The report, which looked at the activity of three million 401(k) participants, found that 60,789 of them borrowed from their workplace plan in the fourth quarter, a decline of 12% from the previous quarter. The average loan amount was $7,500, the lowest average for all four quarters in 2022, the report said.
It also found that fewer participants felt the urge to take hardship withdrawals for immediate financial needs. Hardship distributions in the fourth quarter of 2022 averaged 0.4%, down from 0.5% in the third quarter, and the number of participants taking such withdrawals dropped 18% to 12,350. The average hardship amount was $4,700 on average, a decline of 8% from the third quarter.
A hardship withdrawal is generally needed for something immediate like an eviction, while a loan in most cases is for longer term needs such as purchasing a home, explained Kevin Crain, head of retirement research and insights and one of the researchers on the report.
The loan and hardship withdrawals, Crain said, “suggest that the economic impact has subsided in terms of how participants are taking action in their plans.” Earlier in the year, he said, there were increases in hardship withdrawals year over year, “but in the fourth quarter [the researchers] started to see the declines in the number of participants and also the dollar amounts.”
The report used data from BofA’s proprietary financial benefits programs, which includes the three million-plus 401(k) plan participants.
Bank of America also found that the average plan participant contribution rate dipped from 6.6% at the end of 2021 to 6.4% at the end of 2022, “suggesting consumers may have been a bit more focused on short-term financial needs last year,” the report said.
But Crain also noted that contributions by dollars in 2022 rose by 1%. Since wages were growing, he said it might have been that people were keeping their dollar amount contributions the same even as their contribution rates were slightly lower. That would give them a bit more money per paycheck to do something else.

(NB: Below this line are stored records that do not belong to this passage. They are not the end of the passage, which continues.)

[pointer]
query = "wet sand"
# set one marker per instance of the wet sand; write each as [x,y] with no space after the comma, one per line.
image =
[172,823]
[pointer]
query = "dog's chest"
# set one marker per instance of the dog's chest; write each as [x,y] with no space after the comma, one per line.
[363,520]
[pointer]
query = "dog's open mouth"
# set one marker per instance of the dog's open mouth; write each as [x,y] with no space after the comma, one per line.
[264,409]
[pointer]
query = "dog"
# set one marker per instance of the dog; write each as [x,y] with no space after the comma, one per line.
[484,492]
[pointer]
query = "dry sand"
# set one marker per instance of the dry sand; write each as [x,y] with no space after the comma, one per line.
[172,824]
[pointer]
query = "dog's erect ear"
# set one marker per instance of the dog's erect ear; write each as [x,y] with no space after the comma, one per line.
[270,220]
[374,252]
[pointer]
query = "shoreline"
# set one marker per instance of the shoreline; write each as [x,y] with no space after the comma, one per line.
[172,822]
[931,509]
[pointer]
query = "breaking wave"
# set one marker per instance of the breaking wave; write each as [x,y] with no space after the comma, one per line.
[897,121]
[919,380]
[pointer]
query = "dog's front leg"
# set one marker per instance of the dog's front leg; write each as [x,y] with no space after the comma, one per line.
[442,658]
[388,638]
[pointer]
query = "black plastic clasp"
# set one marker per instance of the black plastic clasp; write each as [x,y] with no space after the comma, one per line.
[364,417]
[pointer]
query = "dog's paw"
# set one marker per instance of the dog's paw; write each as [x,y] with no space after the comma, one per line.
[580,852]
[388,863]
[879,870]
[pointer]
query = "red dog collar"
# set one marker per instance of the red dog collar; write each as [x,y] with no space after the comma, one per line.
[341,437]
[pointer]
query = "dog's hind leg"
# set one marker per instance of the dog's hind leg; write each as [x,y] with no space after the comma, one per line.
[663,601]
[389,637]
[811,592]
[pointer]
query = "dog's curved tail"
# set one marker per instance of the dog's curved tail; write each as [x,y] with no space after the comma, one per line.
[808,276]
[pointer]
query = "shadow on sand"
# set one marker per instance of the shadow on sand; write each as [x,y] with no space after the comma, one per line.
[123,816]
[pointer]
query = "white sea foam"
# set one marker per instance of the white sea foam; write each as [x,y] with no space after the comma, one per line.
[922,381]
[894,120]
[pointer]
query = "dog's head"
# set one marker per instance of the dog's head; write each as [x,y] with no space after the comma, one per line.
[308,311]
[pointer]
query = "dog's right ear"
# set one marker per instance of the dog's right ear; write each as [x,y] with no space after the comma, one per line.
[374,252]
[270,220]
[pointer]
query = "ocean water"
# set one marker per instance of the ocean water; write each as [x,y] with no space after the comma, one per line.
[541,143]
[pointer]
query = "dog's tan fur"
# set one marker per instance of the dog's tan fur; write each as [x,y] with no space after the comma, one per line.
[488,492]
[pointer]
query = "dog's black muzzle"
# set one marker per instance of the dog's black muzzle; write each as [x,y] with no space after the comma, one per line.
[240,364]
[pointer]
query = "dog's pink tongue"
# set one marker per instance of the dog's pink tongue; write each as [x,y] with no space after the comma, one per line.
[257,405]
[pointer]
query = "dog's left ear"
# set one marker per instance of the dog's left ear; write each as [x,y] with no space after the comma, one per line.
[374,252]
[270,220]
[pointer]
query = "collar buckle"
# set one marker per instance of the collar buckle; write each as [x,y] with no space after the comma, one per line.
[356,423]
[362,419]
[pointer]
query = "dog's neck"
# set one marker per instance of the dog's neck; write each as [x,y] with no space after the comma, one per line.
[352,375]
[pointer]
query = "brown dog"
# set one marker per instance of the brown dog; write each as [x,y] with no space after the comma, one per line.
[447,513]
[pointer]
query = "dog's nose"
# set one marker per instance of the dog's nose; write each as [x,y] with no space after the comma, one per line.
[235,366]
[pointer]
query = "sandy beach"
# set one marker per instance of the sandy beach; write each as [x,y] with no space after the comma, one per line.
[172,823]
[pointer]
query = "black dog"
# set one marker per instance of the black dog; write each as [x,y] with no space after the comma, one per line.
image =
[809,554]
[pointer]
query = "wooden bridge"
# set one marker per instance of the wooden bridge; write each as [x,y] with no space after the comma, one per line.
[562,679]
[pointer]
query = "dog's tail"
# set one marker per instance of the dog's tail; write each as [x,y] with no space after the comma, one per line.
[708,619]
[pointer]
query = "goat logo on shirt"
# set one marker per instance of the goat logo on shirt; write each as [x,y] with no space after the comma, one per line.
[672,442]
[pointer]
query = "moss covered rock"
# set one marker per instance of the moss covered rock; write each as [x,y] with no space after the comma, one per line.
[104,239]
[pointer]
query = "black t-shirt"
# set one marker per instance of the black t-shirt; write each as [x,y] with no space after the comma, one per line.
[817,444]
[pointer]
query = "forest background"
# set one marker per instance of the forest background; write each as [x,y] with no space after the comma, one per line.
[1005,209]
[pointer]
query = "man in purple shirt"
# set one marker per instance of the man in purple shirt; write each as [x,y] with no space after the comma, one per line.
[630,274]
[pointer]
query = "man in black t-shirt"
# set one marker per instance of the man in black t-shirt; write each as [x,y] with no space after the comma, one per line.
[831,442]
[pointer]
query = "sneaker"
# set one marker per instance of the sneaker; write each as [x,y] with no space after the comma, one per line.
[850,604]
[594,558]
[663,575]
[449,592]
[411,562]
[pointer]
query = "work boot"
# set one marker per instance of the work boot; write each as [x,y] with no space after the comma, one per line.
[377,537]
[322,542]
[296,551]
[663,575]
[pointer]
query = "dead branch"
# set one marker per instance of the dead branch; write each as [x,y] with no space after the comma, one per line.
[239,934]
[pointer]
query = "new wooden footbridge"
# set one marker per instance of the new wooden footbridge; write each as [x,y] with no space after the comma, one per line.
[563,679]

The 401(k) borrowing, the report said, was driven mostly by participants aged 30 to 49. BofA also noted that loan defaults rose slightly to 15.9%, but it was Gen X (those aged 43 to 58) who were most in default (3.1% of them) at the end of the year.
Baby boomers, the report found, had the highest percentage of participants (43%) contributing 3% or less. But millennials, who are stereotyped as job hoppers and non-savers, led in savings rates, with nearly half (47%) contributing 7% or more to their plan.
Crain said it’s promising to see millennials on top in the savings rates category. “I am heartened by that,” he said, explaining that the auto-enroll and auto-increase provisions now included in many 401(k) plans make it easier for those in the younger generation to save when they start a job.
“The younger generations like those features,” he said, “and you’re seeing that reflected in [them] being more aggressive savers because it’s easier for them.” He also pointed out that the recent SECURE Act 2.0 further beefed up auto-enrollment requirements to help people save early and increase their savings.